I sent a reply thanking K.R. for his nice remarks.
As to what should be included in the Guide Book of United States Coins and what shouldn’t be admits of no strict rules. A lot depends on “tradition.” The 1856 Flying Eagle cents are strictly patterns. I love them dearly, by the way, and it is always exciting to offer them for sale. However, this design was not officially adopted until the Act of February 22, 1857. Accordingly, their pattern status is unquestioned. Similarly, the 1879 and 1880 $4 gold Stellas listed in the Guide Book are strictly patterns. None were ever made for circulation. However, the unusual denomination has always been appealing to collectors and they have been listed among regular issues for many years. Few people would want to change that. The 1836 Gobrecht silver dollar was thought to be a pattern for many years, but in recent generations new research has shown that the majority of them were struck and placed into circulation at the time of issue. So, these can be called regular issues as can be 300 strikings of Gobrecht dollars dated 1839. All of the other Gobrecht dollars, including in off metals and all of those dated 1838, fall into the pattern category.

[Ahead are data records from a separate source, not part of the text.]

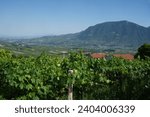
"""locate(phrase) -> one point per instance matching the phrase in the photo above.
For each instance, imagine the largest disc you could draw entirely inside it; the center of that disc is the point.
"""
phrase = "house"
(103, 55)
(124, 56)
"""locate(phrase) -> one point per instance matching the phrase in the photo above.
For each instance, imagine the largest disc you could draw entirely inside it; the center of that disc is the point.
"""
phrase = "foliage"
(143, 51)
(47, 77)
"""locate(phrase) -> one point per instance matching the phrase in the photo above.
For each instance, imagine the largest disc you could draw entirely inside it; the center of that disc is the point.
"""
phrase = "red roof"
(103, 55)
(98, 55)
(124, 56)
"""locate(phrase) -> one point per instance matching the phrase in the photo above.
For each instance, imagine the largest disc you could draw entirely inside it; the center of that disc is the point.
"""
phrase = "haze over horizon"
(54, 17)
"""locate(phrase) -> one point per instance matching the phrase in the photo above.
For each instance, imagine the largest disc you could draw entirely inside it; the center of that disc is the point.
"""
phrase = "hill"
(107, 36)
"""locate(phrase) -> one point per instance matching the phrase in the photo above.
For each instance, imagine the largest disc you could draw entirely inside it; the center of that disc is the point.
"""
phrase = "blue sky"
(46, 17)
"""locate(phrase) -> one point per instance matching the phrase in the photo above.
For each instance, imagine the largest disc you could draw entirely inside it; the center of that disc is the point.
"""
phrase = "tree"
(143, 51)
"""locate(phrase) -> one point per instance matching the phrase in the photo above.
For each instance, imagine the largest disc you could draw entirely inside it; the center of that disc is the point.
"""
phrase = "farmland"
(47, 77)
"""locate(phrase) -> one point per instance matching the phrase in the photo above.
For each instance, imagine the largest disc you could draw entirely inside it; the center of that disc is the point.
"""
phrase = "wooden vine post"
(70, 86)
(70, 92)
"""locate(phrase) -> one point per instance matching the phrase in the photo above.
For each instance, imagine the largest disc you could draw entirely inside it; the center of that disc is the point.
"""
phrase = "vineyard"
(47, 77)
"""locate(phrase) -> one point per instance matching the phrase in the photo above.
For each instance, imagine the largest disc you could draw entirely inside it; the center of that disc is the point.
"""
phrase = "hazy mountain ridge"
(107, 35)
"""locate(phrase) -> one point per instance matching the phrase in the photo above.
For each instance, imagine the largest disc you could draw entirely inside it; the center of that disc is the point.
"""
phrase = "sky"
(54, 17)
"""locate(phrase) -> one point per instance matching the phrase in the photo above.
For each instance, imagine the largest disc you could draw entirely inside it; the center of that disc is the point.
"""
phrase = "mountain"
(107, 35)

Returning to the 1859 Indian Head cent with Oak Wreath Reverse (the reverse of 1860), it seems that 1,000 or more of these were made in circulation strike format -- with lustrous surfaces. My Coin World article stated that these probably should be listed among regular issues. Whether that will happen is up to all of those who edit the Guide Book, particularly Ken Bressett, editor; Jeff Garrett, valuations editor; Dennis Tucker, publisher, and me. I vote for it but that does not mean that it will be listed.

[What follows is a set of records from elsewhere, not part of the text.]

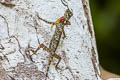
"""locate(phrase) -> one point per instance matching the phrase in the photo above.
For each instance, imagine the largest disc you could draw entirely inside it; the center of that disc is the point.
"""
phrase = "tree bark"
(21, 30)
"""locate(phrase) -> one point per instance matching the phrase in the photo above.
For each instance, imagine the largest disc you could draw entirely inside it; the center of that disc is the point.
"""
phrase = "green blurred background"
(106, 20)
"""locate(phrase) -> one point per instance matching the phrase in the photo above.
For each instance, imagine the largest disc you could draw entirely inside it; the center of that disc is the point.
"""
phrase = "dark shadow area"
(106, 20)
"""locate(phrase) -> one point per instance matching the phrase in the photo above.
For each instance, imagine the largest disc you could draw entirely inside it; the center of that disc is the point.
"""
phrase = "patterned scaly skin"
(60, 23)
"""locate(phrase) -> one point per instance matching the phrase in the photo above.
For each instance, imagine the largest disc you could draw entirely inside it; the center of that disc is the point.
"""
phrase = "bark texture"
(21, 30)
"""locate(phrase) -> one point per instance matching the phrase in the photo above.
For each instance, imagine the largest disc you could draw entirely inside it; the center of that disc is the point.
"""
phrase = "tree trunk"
(22, 31)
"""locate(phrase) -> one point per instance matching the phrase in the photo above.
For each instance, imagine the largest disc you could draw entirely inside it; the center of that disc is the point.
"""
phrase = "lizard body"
(60, 23)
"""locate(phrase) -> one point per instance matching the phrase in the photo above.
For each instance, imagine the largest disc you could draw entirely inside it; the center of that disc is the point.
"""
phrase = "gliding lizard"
(60, 23)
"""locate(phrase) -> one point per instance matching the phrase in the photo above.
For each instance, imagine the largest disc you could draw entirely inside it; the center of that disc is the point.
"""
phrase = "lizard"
(60, 23)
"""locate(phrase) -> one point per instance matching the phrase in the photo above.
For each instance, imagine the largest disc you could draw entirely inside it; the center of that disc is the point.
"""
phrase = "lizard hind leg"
(59, 59)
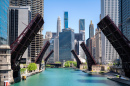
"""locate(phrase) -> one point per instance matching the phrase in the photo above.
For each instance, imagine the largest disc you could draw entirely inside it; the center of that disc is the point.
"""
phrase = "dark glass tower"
(91, 30)
(4, 4)
(65, 20)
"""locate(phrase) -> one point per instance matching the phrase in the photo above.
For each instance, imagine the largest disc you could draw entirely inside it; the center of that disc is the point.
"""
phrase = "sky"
(77, 9)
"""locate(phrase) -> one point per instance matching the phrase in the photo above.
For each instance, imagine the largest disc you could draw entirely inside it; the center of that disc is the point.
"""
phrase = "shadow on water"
(107, 82)
(91, 75)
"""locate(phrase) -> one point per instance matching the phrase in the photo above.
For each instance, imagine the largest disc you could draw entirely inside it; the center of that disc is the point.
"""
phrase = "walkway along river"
(66, 77)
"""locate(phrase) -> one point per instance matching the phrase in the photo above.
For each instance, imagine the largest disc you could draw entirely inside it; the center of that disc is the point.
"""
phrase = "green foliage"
(58, 62)
(50, 66)
(22, 70)
(32, 66)
(108, 68)
(70, 63)
(75, 63)
(42, 61)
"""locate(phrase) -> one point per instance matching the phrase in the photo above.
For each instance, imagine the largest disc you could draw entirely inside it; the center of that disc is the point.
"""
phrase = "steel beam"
(118, 41)
(41, 54)
(90, 59)
(77, 58)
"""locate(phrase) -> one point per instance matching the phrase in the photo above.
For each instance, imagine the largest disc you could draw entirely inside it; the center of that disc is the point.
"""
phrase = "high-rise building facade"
(80, 51)
(78, 36)
(36, 6)
(65, 20)
(19, 17)
(58, 26)
(66, 44)
(4, 4)
(109, 7)
(82, 28)
(91, 30)
(98, 50)
(124, 17)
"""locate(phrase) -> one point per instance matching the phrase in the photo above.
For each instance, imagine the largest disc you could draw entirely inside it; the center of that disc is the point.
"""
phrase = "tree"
(68, 63)
(32, 66)
(22, 70)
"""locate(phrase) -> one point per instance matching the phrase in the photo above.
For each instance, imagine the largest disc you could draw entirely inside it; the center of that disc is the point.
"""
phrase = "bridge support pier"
(16, 75)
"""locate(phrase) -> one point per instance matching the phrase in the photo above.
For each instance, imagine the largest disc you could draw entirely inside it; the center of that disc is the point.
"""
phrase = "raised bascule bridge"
(118, 41)
(41, 54)
(77, 58)
(19, 46)
(90, 59)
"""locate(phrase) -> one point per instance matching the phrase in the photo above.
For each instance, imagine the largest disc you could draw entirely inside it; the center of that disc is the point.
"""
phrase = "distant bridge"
(118, 41)
(22, 42)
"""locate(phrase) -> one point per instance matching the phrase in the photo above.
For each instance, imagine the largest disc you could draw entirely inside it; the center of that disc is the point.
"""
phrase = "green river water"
(66, 77)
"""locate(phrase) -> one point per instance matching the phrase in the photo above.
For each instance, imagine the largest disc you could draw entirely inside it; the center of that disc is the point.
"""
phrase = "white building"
(80, 52)
(5, 64)
(19, 18)
(109, 7)
(98, 56)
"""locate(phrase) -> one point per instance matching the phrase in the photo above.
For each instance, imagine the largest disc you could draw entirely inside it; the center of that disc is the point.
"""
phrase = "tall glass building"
(81, 24)
(4, 4)
(91, 30)
(82, 28)
(66, 44)
(109, 7)
(65, 20)
(124, 17)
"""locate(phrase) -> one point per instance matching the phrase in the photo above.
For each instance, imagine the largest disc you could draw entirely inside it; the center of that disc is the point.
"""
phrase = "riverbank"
(111, 76)
(66, 77)
(28, 75)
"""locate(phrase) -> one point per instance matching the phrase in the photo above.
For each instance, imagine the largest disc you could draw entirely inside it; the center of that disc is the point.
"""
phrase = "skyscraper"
(66, 44)
(91, 30)
(124, 17)
(37, 6)
(65, 20)
(17, 23)
(58, 26)
(82, 28)
(109, 7)
(4, 4)
(79, 50)
(98, 53)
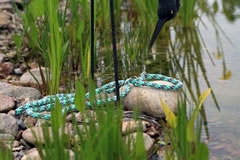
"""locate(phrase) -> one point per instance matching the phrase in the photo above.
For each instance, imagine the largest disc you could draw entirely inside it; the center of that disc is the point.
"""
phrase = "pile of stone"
(17, 132)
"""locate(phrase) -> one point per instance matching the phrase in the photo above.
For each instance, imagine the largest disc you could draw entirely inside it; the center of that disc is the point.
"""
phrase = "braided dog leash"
(35, 109)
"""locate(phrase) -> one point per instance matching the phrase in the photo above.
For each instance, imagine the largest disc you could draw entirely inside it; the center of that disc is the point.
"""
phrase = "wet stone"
(2, 56)
(148, 142)
(6, 137)
(8, 125)
(28, 135)
(18, 71)
(6, 103)
(30, 121)
(27, 78)
(32, 154)
(19, 93)
(147, 99)
(132, 126)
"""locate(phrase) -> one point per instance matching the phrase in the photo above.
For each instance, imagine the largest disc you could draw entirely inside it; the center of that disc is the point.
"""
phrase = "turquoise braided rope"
(35, 109)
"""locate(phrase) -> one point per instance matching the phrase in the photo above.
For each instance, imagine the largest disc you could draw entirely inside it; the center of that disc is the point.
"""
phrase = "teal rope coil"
(35, 109)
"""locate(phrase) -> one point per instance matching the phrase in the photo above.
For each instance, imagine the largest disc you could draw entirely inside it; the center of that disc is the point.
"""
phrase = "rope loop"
(35, 109)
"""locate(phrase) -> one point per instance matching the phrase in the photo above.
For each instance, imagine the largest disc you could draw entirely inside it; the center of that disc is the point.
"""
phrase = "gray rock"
(6, 103)
(147, 99)
(7, 67)
(8, 124)
(36, 134)
(27, 78)
(32, 154)
(4, 18)
(6, 137)
(11, 113)
(132, 126)
(18, 71)
(19, 93)
(2, 56)
(16, 144)
(148, 142)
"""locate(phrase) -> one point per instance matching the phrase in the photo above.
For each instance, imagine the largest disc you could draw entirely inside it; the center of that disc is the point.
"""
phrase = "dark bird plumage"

With regard to the 1943 bronze cent, these are Mint errors, not regular issues, and I felt that listing them would open a can of worms, as there are thousands of other Mint errors, including on wrong planchets and the like. However, popularity trumped my opinion, and today everyone enjoys seeing the bronze cents listed, and they have become part of the numismatic mainstream. There is a lingering question about certain of them. In the late 1950s Lee F. Hewitt, publisher of The Numismatic Scrapbook Magazine, stated that it was his long term experience that there was no such thing as an authentic bronze 1943 cent. Today, a couple dozen or more have been bought and sold. Likely some of these are very deceptive forgeries made by using high impact methods to drive a 1943 zinc-coated steel cent into a soft steel blank, hardening it, then making a die to strike such pieces. Fakes can be very sophisticated and there has been some controversy as to whether a cent dated 1959, the year that the reverse was changed to show the Lincoln Memorial, but in this instance having the old wreath reverse, is genuine. An example surfaces some years ago and opinions were divided.
It is always interesting to contemplate various numismatic situations, logical or illogical, but all interesting.